Satuan 4 / 11

Strategi Pengambilan: Top-k, Hybrid, Pemeringkatan Ulang

Keuntungan:

  • Menerapkan pencarian hybrid yang menggabungkan pemilihan top-k dan pencarian semantik dan kata kunci
  • Meningkatkan akurasi pencarian pertama dengan pemeringkatan ulang
  • Membuat pertanyaan sulit lebih mudah dicari dengan teknik seperti transformasi kueri dan HyDE

Anda merobek-robek dokumen dengan baik dan memasukkannya ke dalam database vektor. Sekarang pekerjaan sebenarnya: mengambil bagian yang tepat ketika pengguna mengajukan pertanyaan. Ini disebut pengambilan dan merupakan tulang punggung kualitas RAG. Ingat ungkapan "Kualitas pengambilan = kualitas RAG"; Unit ini merupakan seni untuk meningkatkan kualitas tersebut. Kami akan membahas teknik praktis mulai dari pemilihan top-k hingga pencarian hibrid, dari pemeringkatan ulang hingga transformasi kueri.

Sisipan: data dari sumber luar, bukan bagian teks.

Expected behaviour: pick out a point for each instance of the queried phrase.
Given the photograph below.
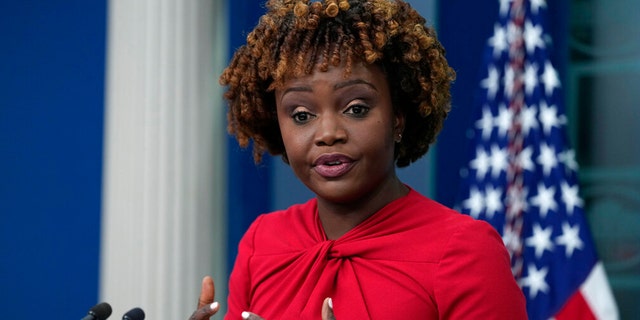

Top-k: Berapa Banyak Barang yang Akan Kami Bawa?

Pengaturan paling dasar: berapa banyak potongan (k) yang akan dikembalikan dari pencarian. Jika Anda membawa lebih sedikit (k=1) ada risiko tinggi kehilangan bagian yang benar; Jika Anda menambahkan terlalu banyak (k=20), hal ini akan menambah noise pada model dan biaya token akan meningkat.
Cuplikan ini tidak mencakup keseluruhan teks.